Where are those grey remembered hills?

Northern Stage’s decision to stage Blue Remembered Hills on an empty monochrome stage is risky to says the least – but it comes off better than you might think.

Probably the most surprising thing about Blue Remembered Hills (apart from writing a play where adults play children and getting away with it – but then, this is Dennis Potter who loves to mess with your head so it’s not that big a surprise) is that this play made it to the stage at all. It was written and produced as a television play, and Potter never adapted it for the stage. On top of all this, 72 minutes is all very well for a TV programme, but it’s deadly for commercial theatre takings.

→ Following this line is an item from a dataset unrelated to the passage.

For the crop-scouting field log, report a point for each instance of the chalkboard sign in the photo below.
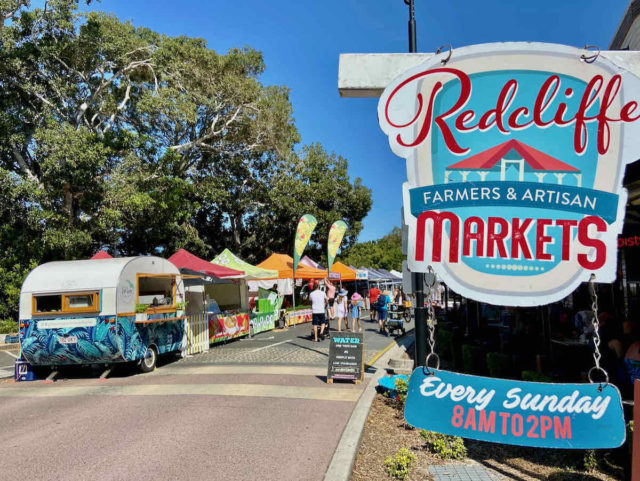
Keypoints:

And yet Blue Remembered Hills took a life of its own as a stage play and 34 years after the original screening, Northern Stage was all too eager to take this on.

The most notable feature of the play is, of course, a cast of seven seven-year-olds being played entirely by adults. This is not simply a practicality to circumvent the problems of having young children performing live on stage, but a deliberate decision on Potter’s part; because even in the screenplay – where¬† it wouldn’t have been too hard to have cast children – the cast is adults. There were a number of reasons, but the big one was the bring home to fact that even in young children, the pecking order, vanity and power-struggles aren’t that different to those of adults – if anything, they are even more vicious.